4

How to bufferize efficiently in nodeJS on events from a stream to bulk insert instead of unique insert per record received from the stream. Here's pseudo code I've got in mind:

// Open MongoDB connection

mystream.on('data', (record) => {
   // bufferize data into an array
   // if the buffer is full (1000 records)
   // bulk insert into MongoDB and empty buffer
})

mystream.on('end', () => {
   // close connection
})

Does this look realistic? Is there any possible optimization? Existing libraries facilitaties that?

dbrrt
  • 1,860
  • 2
  • 14
  • 31
  • 2
    The nodejs native `stream` api sounds like the perfect fit, you should look into using a Writable. The size of the buffer may be controlled by setting the highWaterMark. The writable class has a `final()` function, which is called once the stream has completed. This could be used to close the db connection. – jorgenkg Nov 09 '20 at 05:02
  • Thanks for your answer, I considered that option too, that's probably the best way to solve that issue, the more data you get in, the more data to put on the buffer, and the data you receive in the buffer will be automatically populating the MongoDB database, I assume this way you can also control the data flow, and get the data coming into the input automatically destroyed. I'm planning to use small to quite large datasets with this approach (few kb to 5-10gb of streamed data) – dbrrt Nov 09 '20 at 05:23
  • 1
    Both MongoDB's native driver (and the Mongoose API) expose a DB cursor interface that can be encapsulated as a stream.Readable (`stream.Readable.from()`) and then piped into the buffer Writable. Thus, the script won't fetch more data than it can store in its writable buffer. – jorgenkg Nov 09 '20 at 12:01
  • This example is very close to what I'm looking for https://github.com/sorribas/mongo-write-stream/blob/master/index.js – dbrrt Nov 09 '20 at 12:05

2 Answers2

2

Using NodeJS' stream library, this can be concisely and efficiently implemented as:

const stream = require('stream');
const util = require('util');
const mongo = require('mongo');

const streamSource; // A stream of objects from somewhere

// Establish DB connection
const client = new mongo.MongoClient("uri");
await client.connect();

// The specific collection to store our documents
const collection = client.db("my_db").collection("my_collection");

await util.promisify(stream.pipeline)( 
  streamSource, 
  stream.Writable({
    objectMode: true,
    highWaterMark: 1000,
    writev: async (chunks, next) => {
      try {
        const documents = chunks.map(({chunk}) => chunk);
        
        await collection.insertMany(docs, {ordered: false});

        next();
      }
      catch( error ){
        next( error );
      }
    }
  })
);
jorgenkg
  • 3,950
  • 1
  • 32
  • 46
  • again, thank you so much for your help, it might be a drop in solution for my problem. – dbrrt Nov 09 '20 at 14:35
  • I'm relatively new to Nodejs Streams (in a more complex use-case). This answer has helped me A LOT! Thanks heaps. – victorkurauchi Jul 26 '21 at 07:17
  • It's important to note that this method doesn't guarantee that `writev` always gets 1000 chunks. It can be anything between 1 and 1000. – morten.c Mar 10 '22 at 18:53
  • Yes, *at most* 1000 chunks/documents. Depending on how many objects have been added to the write buffer between the previous call to `writev` and calling `next`. – jorgenkg Mar 10 '22 at 20:48
0

I ended up with a no dependency solution.
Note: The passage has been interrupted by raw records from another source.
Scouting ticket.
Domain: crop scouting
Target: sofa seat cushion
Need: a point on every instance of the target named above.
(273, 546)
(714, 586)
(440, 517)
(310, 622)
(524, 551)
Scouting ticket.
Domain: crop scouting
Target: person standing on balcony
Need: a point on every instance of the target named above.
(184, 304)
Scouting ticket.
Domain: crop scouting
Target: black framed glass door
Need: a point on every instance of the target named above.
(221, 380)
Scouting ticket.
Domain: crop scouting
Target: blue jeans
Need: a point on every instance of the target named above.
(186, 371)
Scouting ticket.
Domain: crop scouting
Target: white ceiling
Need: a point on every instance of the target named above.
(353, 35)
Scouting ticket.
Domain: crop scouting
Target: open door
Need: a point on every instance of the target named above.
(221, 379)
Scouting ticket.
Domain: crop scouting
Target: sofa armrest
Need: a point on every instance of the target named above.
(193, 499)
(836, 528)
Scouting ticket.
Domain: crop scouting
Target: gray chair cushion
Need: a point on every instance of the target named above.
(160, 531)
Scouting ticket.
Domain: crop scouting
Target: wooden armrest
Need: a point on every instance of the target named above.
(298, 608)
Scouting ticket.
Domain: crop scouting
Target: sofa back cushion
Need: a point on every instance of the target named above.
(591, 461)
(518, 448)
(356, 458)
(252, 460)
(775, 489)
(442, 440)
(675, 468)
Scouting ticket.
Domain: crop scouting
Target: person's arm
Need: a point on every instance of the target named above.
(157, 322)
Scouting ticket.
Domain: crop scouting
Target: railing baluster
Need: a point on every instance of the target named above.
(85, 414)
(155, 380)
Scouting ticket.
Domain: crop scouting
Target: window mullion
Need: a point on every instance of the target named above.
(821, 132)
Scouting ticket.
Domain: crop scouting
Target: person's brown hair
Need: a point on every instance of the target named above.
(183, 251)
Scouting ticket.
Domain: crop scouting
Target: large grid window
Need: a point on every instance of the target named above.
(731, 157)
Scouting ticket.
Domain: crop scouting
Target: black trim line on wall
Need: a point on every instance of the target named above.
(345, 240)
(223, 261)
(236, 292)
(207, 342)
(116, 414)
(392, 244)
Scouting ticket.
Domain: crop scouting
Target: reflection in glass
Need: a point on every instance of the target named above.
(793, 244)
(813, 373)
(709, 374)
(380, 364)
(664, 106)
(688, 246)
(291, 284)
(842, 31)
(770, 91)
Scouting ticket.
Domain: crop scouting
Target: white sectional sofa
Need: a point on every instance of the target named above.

const { MongoClient } = require("mongodb")
const url = process.env.MONGO_URI || "mongodb://localhost:27019";
const connection = MongoClient.connect(url, { useNewUrlParser: true, useUnifiedTopology: true })
    Promise.resolve(connection)
        .then((db) => {
            const dbName = "databaseName";
            const collection = 'collection';
            const dbo = db.db(dbName);

            let buffer = []

            stream.on("data", (row: any) => {
                buffer.push(row)
                if (buffer.length > 10000) {
                    dbo.collection(collection).insertMany(buffer, {ordered: false});
                    buffer = []
                }
            });

            stream.on("end", () => {
                // insert last chunk
                dbo.collection(collection).insertMany(buffer, {ordered: false})
                    .then(() => {
                        console.log("Done!");
                        db.close();
                    })
                
            });
            sas_stream.on("error", (err) => console.log(err));

        })
        .catch((err) => {
            console.log(err)
        })
dbrrt
  • 1,860
  • 2
  • 14
  • 31